Joachim Gauck and Reuven Rivlin have celebrated 50 years of diplomatic friendship between Germany and Israel. The German president used his trip to Israel to express sympathy for the country's current plight.
German President Joachim Gauck had words of support for his hosts at the start of his trip to celebrate the 50-year anniversary of the start of diplomatic relations between Germany and Israel.
"We have achieved so much. Let's work together to make sure we don't lose that, and stick together," he said, before adding: "Germany stands beside you."
Gauck's second trip to Israel as German president was a short visit, in difficult times. The situation in Israel and the occupied Palestinian territories has been tense for months. There are knife attacks nearly every day, people are regularly killed or injured, and fear hangs in the streets of Israel and the West Bank.
"It hurts us Germans to see that attacks are being constantly committed against Israeli citizens. It moves us," Gauck said, speaking to Israel's President Reuven Rivlin. "We want to express our sympathy."
Israel's President Rivlin also commented on the terror attacks of the recent weeks: "Violence and intolerance – as well as religious persecution – are present again on the streets of Europe and Jerusalem, and in many parts of the Middle East."
"I believe that we need to show, in Berlin and Jerusalem, that we are prepared to address these challenges," Rivlin said.
Gauck, for his part, remarked that his trip to Jerusalem had made him re-evaluate his view on violence and terrorism. "I sense it myself: now that terrorism has come closer to us in Western Europe, I can understand – better than ever – the threat which Israelis have lived with for decades."
Learning to listen, using music
Still, the main purpose of Gauck's two-day visit to Tel Aviv and Jerusalem was to celebrate 50 years of friendship between Germany and Israel. Part of the celebrations was a performance at the Israeli Opera by the St. Thomas Boys Choir and Gewandhaus Orchestra, both from the German city of Leipzig. The German president was greeted enthusiastically by the audience there.
The musicians performed the Christmas Oratorio by Johann Sebastian Bach, which tells the story of Jesus' birth. Those in attendance seemingly loved the performance.
"I believe that Germany is sending you its warmest greetings with this music," Gauck said. "This is one of the most-loved pieces of music in Germany."
The Israeli president used the occasion to comment that music is a good way to help people learn to listen to each other. "The relationship between Israel and Germany is not uncomplicated and that's how it will always be," he said, adding that things were still complex and difficult at times between the two countries, just as they were 50 years ago. It's a relationship that required plenty of support, monitoring and a certain sensitivity, he said. But Rivlin still described the bond between the two countries as "friendship."

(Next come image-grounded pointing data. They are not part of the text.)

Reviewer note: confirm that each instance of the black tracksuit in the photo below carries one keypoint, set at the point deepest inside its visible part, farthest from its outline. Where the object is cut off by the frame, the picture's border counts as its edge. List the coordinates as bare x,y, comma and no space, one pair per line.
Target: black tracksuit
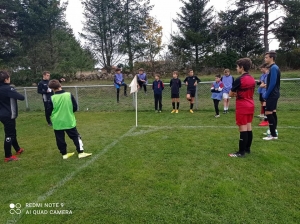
8,114
42,89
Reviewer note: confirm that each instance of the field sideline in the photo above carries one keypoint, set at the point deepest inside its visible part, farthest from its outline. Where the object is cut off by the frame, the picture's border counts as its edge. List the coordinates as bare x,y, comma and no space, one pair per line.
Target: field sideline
173,168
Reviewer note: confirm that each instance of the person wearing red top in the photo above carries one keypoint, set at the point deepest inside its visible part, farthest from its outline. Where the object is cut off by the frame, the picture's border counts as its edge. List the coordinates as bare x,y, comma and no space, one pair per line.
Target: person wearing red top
243,89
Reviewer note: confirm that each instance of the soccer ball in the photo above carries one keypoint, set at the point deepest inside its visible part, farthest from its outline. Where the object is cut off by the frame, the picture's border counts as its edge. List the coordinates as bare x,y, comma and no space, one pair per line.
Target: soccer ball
269,133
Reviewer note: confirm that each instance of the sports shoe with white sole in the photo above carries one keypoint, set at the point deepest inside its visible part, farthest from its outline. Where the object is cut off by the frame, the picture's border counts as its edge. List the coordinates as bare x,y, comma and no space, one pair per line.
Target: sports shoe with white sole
68,155
83,155
270,137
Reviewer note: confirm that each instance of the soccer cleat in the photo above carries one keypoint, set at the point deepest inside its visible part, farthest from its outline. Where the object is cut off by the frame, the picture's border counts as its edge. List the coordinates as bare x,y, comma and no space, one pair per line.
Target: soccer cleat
83,155
12,158
264,123
270,137
68,155
237,154
21,150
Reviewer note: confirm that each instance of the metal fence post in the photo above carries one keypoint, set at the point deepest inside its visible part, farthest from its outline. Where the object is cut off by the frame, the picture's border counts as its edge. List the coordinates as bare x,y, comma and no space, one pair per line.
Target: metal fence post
26,99
76,95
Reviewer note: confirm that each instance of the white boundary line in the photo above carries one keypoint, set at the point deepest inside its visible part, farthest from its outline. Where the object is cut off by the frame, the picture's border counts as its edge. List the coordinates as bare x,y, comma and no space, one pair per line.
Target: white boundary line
70,176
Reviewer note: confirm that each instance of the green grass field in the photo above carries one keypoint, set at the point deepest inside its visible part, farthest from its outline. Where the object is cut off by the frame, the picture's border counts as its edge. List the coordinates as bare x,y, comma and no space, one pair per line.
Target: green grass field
173,168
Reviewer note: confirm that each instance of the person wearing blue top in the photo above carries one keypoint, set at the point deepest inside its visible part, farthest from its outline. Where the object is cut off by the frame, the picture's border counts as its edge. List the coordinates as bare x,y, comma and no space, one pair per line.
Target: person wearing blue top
227,81
118,82
157,87
142,79
272,93
217,93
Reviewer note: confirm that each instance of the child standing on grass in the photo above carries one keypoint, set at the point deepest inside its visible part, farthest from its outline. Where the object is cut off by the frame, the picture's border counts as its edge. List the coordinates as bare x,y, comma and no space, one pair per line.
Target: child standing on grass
8,115
118,82
191,81
243,89
227,81
158,87
61,107
175,85
216,95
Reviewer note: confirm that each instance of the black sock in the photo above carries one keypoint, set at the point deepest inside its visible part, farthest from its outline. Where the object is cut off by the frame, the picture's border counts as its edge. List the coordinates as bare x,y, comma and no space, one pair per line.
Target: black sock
173,104
243,142
275,119
272,124
250,137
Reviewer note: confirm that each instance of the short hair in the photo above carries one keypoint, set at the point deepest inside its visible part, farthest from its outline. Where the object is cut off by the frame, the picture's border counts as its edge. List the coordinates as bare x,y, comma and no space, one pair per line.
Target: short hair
264,65
4,75
272,54
46,72
245,63
54,84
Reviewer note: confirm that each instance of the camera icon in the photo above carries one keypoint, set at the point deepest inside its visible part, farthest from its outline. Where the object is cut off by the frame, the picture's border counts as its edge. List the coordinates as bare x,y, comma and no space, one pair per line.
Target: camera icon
15,209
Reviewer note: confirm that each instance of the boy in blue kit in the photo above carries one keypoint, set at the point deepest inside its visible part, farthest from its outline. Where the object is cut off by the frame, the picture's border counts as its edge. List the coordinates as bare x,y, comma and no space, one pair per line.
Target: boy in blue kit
118,82
8,115
217,93
227,81
191,81
157,87
175,85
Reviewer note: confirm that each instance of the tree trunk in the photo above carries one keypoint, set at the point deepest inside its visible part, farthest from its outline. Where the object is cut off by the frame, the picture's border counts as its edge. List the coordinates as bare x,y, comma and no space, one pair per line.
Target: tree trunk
266,26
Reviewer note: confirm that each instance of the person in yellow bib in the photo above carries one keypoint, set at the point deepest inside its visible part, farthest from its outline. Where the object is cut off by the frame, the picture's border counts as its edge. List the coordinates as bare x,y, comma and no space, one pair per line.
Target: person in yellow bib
61,108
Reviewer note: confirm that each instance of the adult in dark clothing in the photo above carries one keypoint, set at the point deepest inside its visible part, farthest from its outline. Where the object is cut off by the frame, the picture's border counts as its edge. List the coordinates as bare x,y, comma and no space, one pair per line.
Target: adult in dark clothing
272,94
46,92
191,81
8,115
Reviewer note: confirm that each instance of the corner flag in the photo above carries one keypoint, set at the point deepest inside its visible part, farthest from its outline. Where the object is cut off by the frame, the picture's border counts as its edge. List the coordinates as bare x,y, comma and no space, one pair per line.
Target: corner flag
134,89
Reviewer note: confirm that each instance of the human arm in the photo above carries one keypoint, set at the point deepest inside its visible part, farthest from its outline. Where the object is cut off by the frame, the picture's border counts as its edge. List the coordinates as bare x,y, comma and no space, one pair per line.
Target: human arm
12,93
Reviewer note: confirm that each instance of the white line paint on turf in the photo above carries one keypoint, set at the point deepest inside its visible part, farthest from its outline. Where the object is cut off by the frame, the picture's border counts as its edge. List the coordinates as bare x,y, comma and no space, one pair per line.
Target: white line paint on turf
70,176
211,126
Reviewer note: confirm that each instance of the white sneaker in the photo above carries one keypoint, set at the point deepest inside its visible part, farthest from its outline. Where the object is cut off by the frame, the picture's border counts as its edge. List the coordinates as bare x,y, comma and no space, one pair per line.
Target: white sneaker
270,137
68,155
83,155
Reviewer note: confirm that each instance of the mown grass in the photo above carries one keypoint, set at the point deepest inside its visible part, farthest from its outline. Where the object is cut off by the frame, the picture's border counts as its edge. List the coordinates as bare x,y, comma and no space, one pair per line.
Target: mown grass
173,168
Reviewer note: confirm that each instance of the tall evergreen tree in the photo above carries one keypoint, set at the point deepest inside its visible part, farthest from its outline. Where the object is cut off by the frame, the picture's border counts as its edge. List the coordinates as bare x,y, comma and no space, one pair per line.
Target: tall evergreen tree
194,38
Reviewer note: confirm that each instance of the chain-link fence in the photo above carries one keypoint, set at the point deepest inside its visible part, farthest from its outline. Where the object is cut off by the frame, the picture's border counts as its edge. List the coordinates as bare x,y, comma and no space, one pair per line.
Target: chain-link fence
104,98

Gauck saw this simple description as deeply moving.
"When you have the feeling that something good can grow, after hell has done its worst, when you have the feeling that you are entering a reality that is bringing people together - then it is not just good politically, it is good for the soul too," Gauck said.
A message to the next generation
Gauck arrived on Sunday in good spirits at Jerusalem's Hebrew University, where he was awarded an honorary doctorate. He used the occasion to send a message to young students in attendance, saying that he hoped that the country's decision-makers of the future would have the strength to create a society that everyone yearned to be part of, a place characterized by "respect, justice, freedom and security."
Gauck also took the opportunity to promote a peaceful resolution to the current situation in Israel and the West Bank. "I hope that Jews and Palestinians can finally stop this cycle of violence, and that they come together peacefully and willingly," he added.
At the end of his trip – in the official residence of Reuven Rivlin – Gauck also spoke out about the problems between the two countries, saying that the strength of the relationship should make that possible.
Specifically, he was talking about the international agreement on Iran's nuclear program, which Germany helped negotiate.
"When Germany gets involved like this, it is not about working against Israel's interests. It is also not defeatism or backing down," he said. "It is a desire to play a role and to take on responsibility."
He also said he was pleased that Israeli Prime Minister Benjamin Netanyahu had assured him that he wanted to improve living conditions in the Palestinian territories.
On this point, though, Gauck also made Germany's allegiances clear: "We will never let anything come between us and a steadfast relationship with Israel."